During the fall, a artist's conception was developed for the site under the name "Waterfront Heritage Park."
County Council President Billy Boniface said he voted against the Stonebridge property purchase, as did Warren Hamilton, who is Craig's citizen representative on the board. Other members present voted for the purchase, while Jan VanDeusen, the council's citizen representative, was absent.
"I am a little disappointed with the way he did it. The council said we did not want it and he went ahead and bought it, and he bought the middle piece," Boniface said of Craig's decision.
In their votes against buying both the Stonebridge and MTBR properties on Nov. 5, council members were concerned about the possible cost of cleaning up the property. They also requested a new appraisal on all the parcels, which Craig said he later provided. Only Councilwoman Mary Ann Lisanti, who represents Havre de Grace, wanted to go forward with the purchases, which were set to be $770,000 and $2.7 million for the Stonebridge and MTBR properties, respectively.

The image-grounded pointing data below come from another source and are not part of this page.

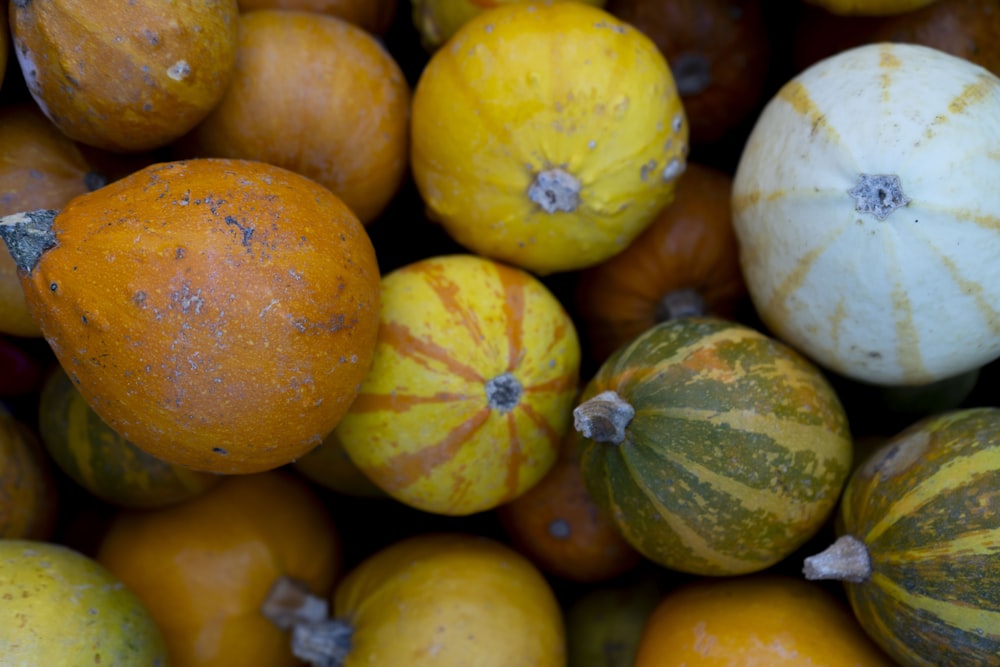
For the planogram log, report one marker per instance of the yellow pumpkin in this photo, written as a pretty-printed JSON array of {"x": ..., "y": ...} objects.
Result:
[
  {"x": 547, "y": 135},
  {"x": 439, "y": 600},
  {"x": 438, "y": 20},
  {"x": 470, "y": 389}
]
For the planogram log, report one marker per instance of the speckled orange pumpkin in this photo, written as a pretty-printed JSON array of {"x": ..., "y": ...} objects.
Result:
[
  {"x": 125, "y": 75},
  {"x": 218, "y": 314}
]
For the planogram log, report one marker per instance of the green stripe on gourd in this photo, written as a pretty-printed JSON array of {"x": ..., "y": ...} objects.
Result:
[
  {"x": 731, "y": 453},
  {"x": 103, "y": 462},
  {"x": 920, "y": 542}
]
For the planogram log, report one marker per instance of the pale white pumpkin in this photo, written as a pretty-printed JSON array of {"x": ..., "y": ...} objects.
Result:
[{"x": 867, "y": 207}]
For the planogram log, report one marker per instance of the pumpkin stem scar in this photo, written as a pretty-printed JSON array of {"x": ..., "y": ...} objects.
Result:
[
  {"x": 604, "y": 417},
  {"x": 316, "y": 639},
  {"x": 683, "y": 302},
  {"x": 847, "y": 559},
  {"x": 878, "y": 194},
  {"x": 28, "y": 235},
  {"x": 555, "y": 190},
  {"x": 503, "y": 392}
]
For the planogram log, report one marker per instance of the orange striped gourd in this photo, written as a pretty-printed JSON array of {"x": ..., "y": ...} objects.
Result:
[
  {"x": 920, "y": 542},
  {"x": 717, "y": 449},
  {"x": 471, "y": 386}
]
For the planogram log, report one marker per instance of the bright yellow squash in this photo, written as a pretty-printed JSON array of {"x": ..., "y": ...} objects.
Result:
[
  {"x": 547, "y": 135},
  {"x": 471, "y": 387}
]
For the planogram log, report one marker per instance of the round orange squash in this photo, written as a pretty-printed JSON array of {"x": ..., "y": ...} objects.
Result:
[
  {"x": 204, "y": 567},
  {"x": 40, "y": 167},
  {"x": 375, "y": 16},
  {"x": 125, "y": 75},
  {"x": 319, "y": 96},
  {"x": 439, "y": 600},
  {"x": 218, "y": 314},
  {"x": 547, "y": 135},
  {"x": 560, "y": 528},
  {"x": 471, "y": 387},
  {"x": 28, "y": 495},
  {"x": 759, "y": 619}
]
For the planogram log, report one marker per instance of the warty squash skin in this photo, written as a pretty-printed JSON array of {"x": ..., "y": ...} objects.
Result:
[
  {"x": 866, "y": 207},
  {"x": 716, "y": 449},
  {"x": 547, "y": 135},
  {"x": 60, "y": 607},
  {"x": 470, "y": 390},
  {"x": 918, "y": 549},
  {"x": 125, "y": 75},
  {"x": 218, "y": 314}
]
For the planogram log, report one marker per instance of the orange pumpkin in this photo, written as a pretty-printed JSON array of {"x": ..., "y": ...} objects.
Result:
[
  {"x": 719, "y": 52},
  {"x": 125, "y": 76},
  {"x": 218, "y": 314},
  {"x": 759, "y": 619},
  {"x": 438, "y": 600},
  {"x": 40, "y": 167},
  {"x": 685, "y": 263},
  {"x": 204, "y": 567},
  {"x": 375, "y": 16},
  {"x": 470, "y": 389},
  {"x": 319, "y": 96},
  {"x": 557, "y": 525},
  {"x": 28, "y": 497}
]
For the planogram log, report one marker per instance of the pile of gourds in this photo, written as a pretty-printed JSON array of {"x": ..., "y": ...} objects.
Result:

Land purchases do not typically have to be reviewed by the council, but the $3.4 million package deal came before council members because it would have been a multi-year purchase. The single purchase of the Stonebridge property will come from money in the current budget, Craig said, and didn't need council approval.
Craig said Monday he believes Parcel 6, one of the MTBR parcels, is the only one likely to be seriously polluted and, with the property being developed as parkland, the cost of clean-up could be much lower than the $50,000 estimate.
Craig defended the purchase, calling it a key investment for the county and an important part of the open-space requirement the county must meet.
"It's an excellent piece of property to buy," he said.
He dismissed some council members' concern about paying for the acquisitions.
"That was one of the concerns, is, did the funding really exist?" Craig said.
"They were given not really good advice by their staff. The funding is there," he said, noting the council "never recognized" that fact.
The council's auditor cautioned about the potential clean-up of portions of the site. Some parcels were part of the old Gilbert Oil storage and distribution terminal and are being used as staging by state contractors repairing the piers of the nearby Hatem Bridge.
Boniface said he agrees the land would be a valuable purchase but, he noted, "the devil's in the details."
"I don't think anyone would argue that it is a nice piece of property," he said. "I am going to be open-minded about it, but I want to see how much the City of Havre de Grace is going to contribute and how much the state will contribute and how much the clean-up will cost."
Boniface said the appraisal on the 0.8-acre site did drop from $770,000 to $700,000, but he still had "the same concerns we had before – there is potential of some pretty significant environmental clean-up."
He disagreed with Craig's downplaying of the environmental impact.
"The potential is a lot more than what is being put in escrow," Boniface said. "I think we shouldn't be buying properties with us doing the clean-up. That should be the responsibility of the seller. In the real world, that is how it works."
Councilman Jim McMahan also criticized the purchase.
"In its current status of contamination, I wouldn't buy it," McMahan said Monday, explaining he didn't think it would be "fiscally responsible" to buy the property with such an open-ended estimate of the clean-up.